# FS: Bolbitis, Staurogyne stolonifera, Anubias nana 'petite'



## EDGE

1 node Ranunculus inundatus (submersed grown)- GONE 
1 node Ranunculus inundatus (emersed grown) - GONE

15-20 leaves 'needle leaf' java fern (submersed)- $5 
15-20 leaves 'narrow leaf' java fern (submersed) - GONE
10-15 leaves 'red' java fern (emersed) Large plant- GONE
Red java fern can reach the same size as regular java fern

*Boblitis (submersed)* Grown in low light for the compact growth.
left one - $6 
right (approx 7-8" rhizome) - GONE

*Anubias nana 'Petite' (emersed grown) *(Does not include pot and hydroton)
Pots in the photo are 3.5" diameter (big plant = roughly 2"+ in length)

3 o clock (1 big plant 1 little) - $7 GONE
6 oclock (2 big plant 1 little) - $11 GONE
12 oclock(3 big plant) - $12 GONE
9 o'clock (4 big plant 1 little) - $18 GONE

5 Cyperus helferi approx 5" tall (emersed grown) - GONE
5 Staurogyne stolonifera(emersed grown) - $5

Bolbitis









Anubias nana 'petite' 









'Red' Java fern (submersed plantlet) Only the newest 2-3 leaf are red. They eventually turn green. 









photo is of 2 portion of needle leaf java fern.









Ranunculus inundatus 









Cyperus helferi









Staurogyne stolonifera


----------



## EDGE

to the top...


----------



## lednail

are they all growing immersed? that java fern looks amazing


----------



## TCR

Kinda neat how that are in pots. Or are they?


----------



## EDGE

Yup, most if not all the emersed plants I keep are grown in pots. Easier to clean up and a way to keep larger variety of plants with less maintenance than trying to cram them all in the aquarium. I ran out of space in the emersed setup long ago . My emersed setup is mainly crypt focus.


----------



## Bien Lim

thats a good price for the fern, Edge I would like to try the stauro. whre about r u ?


----------



## EDGE

Coquitlam. 

The price is 

5 plants for $3.. not $3 each

i.e. 5 Cyperus helferi approx 5" tall (emersed grown) - $3

The java fern is grown submersed in my main setup. The java fern been in the tank for a few years now. Minimum 2 years, but I am guessing it is closer to 3 years as I have phased out of the die hard-hobby level 3 years ago.


----------



## EDGE

Merged with first post


----------



## fisherman

*1 XXL Narrow leaf java fern*

Hey... How big would this fern be in size? i cant realy tell by the pics, a measuring tape beside it would of been nice to tell.. Thanks.


----------



## EDGE

I was using the Big als bucket lid as a measuring stick. The lid is 1 ft in diameter. Photo was taken back in Aug so the plant is a little bigger than in the photo.


----------



## TomC

This may be a bit off topic. Ignore it if it is.

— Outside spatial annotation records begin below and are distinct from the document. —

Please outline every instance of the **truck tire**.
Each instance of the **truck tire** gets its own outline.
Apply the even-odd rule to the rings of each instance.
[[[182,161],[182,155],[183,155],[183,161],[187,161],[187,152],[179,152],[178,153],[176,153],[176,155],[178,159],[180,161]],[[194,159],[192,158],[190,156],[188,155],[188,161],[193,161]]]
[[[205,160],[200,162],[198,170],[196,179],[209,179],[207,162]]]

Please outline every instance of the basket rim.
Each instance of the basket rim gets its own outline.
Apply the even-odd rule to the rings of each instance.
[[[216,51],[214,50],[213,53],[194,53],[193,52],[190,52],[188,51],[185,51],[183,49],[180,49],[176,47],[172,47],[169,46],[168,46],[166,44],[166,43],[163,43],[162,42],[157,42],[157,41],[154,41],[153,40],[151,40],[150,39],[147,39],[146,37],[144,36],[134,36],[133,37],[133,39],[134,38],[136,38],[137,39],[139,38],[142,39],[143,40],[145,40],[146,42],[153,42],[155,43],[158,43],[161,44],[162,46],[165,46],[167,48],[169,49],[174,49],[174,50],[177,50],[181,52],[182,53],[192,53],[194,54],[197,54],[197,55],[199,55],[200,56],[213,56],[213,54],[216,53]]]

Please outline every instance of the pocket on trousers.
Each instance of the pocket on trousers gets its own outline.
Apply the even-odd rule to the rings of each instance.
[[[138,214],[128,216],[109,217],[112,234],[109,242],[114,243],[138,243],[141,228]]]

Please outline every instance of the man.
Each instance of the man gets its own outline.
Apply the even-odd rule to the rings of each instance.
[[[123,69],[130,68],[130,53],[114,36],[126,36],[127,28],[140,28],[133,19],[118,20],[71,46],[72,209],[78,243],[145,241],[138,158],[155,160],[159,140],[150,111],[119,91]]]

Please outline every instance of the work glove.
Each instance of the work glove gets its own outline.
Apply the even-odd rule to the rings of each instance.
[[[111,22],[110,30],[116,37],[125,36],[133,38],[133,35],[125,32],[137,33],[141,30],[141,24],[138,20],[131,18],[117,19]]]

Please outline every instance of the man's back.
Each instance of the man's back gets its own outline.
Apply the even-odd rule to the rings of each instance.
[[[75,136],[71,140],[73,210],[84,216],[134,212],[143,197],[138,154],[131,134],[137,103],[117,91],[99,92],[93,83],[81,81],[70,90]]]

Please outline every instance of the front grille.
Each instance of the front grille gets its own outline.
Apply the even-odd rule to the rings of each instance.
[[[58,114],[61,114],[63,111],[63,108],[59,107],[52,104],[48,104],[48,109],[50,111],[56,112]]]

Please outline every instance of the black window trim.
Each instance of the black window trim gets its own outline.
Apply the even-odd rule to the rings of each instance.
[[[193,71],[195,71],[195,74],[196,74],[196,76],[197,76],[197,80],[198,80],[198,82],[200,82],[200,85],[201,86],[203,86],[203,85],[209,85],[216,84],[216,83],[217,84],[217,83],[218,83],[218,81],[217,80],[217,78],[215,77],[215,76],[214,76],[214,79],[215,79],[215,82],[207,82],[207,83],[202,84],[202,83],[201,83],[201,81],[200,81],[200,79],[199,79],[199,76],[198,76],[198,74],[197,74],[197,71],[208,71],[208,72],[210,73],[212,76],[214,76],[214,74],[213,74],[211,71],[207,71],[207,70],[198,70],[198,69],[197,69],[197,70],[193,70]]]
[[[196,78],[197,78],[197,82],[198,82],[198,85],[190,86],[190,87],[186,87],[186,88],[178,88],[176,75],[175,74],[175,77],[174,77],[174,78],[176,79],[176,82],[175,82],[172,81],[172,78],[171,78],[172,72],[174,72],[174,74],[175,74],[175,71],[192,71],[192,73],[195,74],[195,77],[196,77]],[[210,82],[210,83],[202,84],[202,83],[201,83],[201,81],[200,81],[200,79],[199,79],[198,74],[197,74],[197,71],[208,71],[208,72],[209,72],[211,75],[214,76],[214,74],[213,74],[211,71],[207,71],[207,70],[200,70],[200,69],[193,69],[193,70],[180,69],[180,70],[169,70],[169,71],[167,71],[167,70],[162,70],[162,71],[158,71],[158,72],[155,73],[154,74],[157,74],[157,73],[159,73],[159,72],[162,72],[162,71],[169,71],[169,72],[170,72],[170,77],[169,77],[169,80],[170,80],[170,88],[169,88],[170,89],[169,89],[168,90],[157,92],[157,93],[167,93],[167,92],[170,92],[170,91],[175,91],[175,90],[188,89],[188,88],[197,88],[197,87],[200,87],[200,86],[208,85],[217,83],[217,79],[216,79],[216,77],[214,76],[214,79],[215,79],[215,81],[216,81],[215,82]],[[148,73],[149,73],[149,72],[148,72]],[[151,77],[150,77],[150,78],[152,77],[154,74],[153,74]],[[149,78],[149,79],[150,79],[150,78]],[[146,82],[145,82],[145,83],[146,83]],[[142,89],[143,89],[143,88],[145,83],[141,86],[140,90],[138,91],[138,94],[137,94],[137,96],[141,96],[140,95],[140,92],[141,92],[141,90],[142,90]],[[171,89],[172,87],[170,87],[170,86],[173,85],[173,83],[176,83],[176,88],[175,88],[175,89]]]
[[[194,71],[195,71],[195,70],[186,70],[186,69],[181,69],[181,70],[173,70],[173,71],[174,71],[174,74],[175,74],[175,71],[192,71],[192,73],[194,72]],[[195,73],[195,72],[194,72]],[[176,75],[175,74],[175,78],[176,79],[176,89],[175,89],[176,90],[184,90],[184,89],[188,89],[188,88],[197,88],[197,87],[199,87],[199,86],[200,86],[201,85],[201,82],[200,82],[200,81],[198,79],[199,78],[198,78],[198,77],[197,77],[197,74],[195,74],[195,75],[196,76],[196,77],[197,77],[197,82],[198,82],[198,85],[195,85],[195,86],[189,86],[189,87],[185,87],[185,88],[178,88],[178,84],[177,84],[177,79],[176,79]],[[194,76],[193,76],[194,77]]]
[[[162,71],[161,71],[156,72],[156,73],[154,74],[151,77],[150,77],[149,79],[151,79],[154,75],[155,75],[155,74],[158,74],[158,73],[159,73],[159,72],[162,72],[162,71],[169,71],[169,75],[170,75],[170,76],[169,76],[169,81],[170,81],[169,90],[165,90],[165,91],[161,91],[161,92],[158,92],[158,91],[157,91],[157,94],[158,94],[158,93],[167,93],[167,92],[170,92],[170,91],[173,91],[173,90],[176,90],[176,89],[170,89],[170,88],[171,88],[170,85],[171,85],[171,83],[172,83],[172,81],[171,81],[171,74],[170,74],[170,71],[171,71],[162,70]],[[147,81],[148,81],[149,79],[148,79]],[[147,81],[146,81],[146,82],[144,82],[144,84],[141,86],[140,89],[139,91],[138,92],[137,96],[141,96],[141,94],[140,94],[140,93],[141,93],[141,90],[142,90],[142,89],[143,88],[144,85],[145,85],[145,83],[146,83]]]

How do you grow your plants emersed? Are they in a tank? How do you keep the water they are growing in from getting grungy? I tried emersed anubias once in a goldfish bowl and it was a disaster.

If anybody has experience growing emersed, maybe they could post some tips in a separate thread.


----------



## TCR

So since they are in little containers can you just put them right in the tank?? I want some for in my simp and dint want plants floating around so i think if there in little pots i wont have to lay down substrate


----------



## EDGE

TCR:

Yes and no. The hydroton I used in there are waterlogged enough so they do sink in the tank. The problem I have run into is fish still have a tendency to dig and knock the substrate out of the pot. I got hydroton scattered all over the bottom of my loach tank that is home to an 18" tall Anubias afezlii.

If I use clay pots, the pots will get root bound quite fast and I would need to re-pot the plants quite often. If I go with net pots, I need to use decent size medium (8-16 mm size) and stem plants do not do well in them. 8-16 mm medium works well for anubias, ferns, and swords. The more common aquarium strain crypts can do well in hydroton as well. I can always line the pot with filter foam or rockwool to create a basket to hold the gravel in the net pot, but that takes a lot of work and not very friendly for clean up and re-potting.

TomC:

I grow them in a hydroponic setup, which can be correlated to aquarium style planted tank with no fish or inhabitant. Soil less growing above water.

There are different approach to growing plants emersed/hydroponically/soil less environment. I used a perforated trays with gravel to grow emersed foreground plants. I used and is using Potted hydroton for swords and crypts. I tried potted gravel for some stem plants and tried using rockwool as well for a bit. I didn't like rockwool much, They required a flood and drain system to work well.

Here are some photos from over the last 7 years of trial and error. Most of the system are gone now. I only have the emersed tank running after moving.

emersed tank









A Afezlii grown in the emersed tank prior to moving into the loach tank. The pot and the plant both got moved into the loach tank. I did not remove the pot.









perforated trays setup









Outdoor setup. Similar idea as the tank, only I had this all fed from 1 - 10 gallon reservior and 4 of those PVC lined cube box. easier to remake now that I know about flood tables. 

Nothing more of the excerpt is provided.